Yo era el senescal de la reina del festín. Habíamos constituido una sociedad jocunda y de breve existencia, recordando los estatutos de la república jovial establecida en el principio del Decamerón. Las cigarras fervientes molestaban, a veces, desde los olivos.
Donceles o, mejor dicho, damiseles vanos amaestraban en la danza los perros favoritos de las mujeres. Llorábamos de risa al contemplar el gesto de una grulla de instintos imitativos. Reproducíamos algunos momentos del genio extravagante de Aristófanes.
Cuando volví del campo a la ciudad, redimido de la petulancia faunesca, vinieron a mi encuentro los magnates de mi trato y compañía, mercaderes habituados a la riqueza hereditaria. Abandonaron un momento su actitud distinguida y el estrado en donde pregonaban su dignidad y me enunciaron una misma frase acompasada, en señal de condolencia. Mi noble señora había salido de este siglo.

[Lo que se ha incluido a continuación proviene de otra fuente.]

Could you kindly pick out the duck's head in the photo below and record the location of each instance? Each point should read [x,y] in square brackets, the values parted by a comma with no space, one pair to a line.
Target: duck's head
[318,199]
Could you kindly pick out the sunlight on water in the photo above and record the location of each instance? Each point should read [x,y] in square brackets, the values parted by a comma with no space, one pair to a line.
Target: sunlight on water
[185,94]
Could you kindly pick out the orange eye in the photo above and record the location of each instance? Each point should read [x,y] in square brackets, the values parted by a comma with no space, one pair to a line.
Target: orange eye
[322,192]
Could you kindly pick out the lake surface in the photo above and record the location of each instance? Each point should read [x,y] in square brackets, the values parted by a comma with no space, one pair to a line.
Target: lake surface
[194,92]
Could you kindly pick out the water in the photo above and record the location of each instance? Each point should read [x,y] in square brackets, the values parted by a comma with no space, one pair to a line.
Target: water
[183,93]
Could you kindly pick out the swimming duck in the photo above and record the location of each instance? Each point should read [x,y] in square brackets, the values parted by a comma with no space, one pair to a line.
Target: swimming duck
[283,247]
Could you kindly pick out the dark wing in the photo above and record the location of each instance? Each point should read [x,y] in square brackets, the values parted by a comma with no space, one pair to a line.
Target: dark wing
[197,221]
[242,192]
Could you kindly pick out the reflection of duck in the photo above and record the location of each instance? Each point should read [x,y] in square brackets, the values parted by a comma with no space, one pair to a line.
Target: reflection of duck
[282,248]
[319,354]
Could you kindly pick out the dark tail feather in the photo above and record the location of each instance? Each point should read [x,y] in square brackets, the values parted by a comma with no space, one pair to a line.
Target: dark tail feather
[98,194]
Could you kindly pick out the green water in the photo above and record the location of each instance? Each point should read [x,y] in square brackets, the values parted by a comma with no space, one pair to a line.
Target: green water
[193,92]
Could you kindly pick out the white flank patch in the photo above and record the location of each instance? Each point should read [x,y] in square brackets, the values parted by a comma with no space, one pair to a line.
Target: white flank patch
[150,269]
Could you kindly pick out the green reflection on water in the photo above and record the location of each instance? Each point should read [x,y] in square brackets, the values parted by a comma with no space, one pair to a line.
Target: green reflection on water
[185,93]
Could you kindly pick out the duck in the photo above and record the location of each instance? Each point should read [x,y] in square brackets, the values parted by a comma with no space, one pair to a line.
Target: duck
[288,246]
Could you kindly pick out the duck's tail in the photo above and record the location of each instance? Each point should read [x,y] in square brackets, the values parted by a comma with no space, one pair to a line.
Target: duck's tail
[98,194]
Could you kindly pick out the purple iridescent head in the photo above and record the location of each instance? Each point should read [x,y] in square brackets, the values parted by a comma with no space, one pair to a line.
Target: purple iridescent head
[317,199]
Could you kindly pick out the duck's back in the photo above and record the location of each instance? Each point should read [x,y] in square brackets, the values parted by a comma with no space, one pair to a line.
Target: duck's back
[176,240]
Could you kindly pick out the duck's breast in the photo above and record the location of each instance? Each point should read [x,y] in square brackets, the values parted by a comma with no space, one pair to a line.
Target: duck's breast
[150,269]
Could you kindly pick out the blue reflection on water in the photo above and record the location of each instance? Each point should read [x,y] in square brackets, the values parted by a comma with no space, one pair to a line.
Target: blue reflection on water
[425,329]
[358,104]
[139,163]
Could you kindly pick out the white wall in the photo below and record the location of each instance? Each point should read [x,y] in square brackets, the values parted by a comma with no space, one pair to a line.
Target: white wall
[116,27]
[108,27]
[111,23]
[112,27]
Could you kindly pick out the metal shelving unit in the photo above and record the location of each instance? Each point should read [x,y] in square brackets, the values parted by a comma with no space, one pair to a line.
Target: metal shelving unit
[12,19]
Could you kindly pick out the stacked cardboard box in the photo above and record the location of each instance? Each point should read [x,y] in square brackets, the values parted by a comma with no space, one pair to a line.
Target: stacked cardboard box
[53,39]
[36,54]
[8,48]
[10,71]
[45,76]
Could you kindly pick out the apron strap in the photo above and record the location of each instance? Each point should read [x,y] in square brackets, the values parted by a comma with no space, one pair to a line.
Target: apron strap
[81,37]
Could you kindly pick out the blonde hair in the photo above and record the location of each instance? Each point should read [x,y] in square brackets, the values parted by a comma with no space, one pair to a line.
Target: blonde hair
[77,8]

Una mano desconocida había depositado, antes de mi deserción, una corona de flores lívidas en la mesa de su oratorio. Esa corona, ceñida a la frente de la muerta, bajó también al reino de las sombras. Encarecía el rostro lánguido y lo asemejaba al de una santa en el arte rutinario de un monje.
Yo descubrí el nombre del sitio recordando una lamentación de Orestes.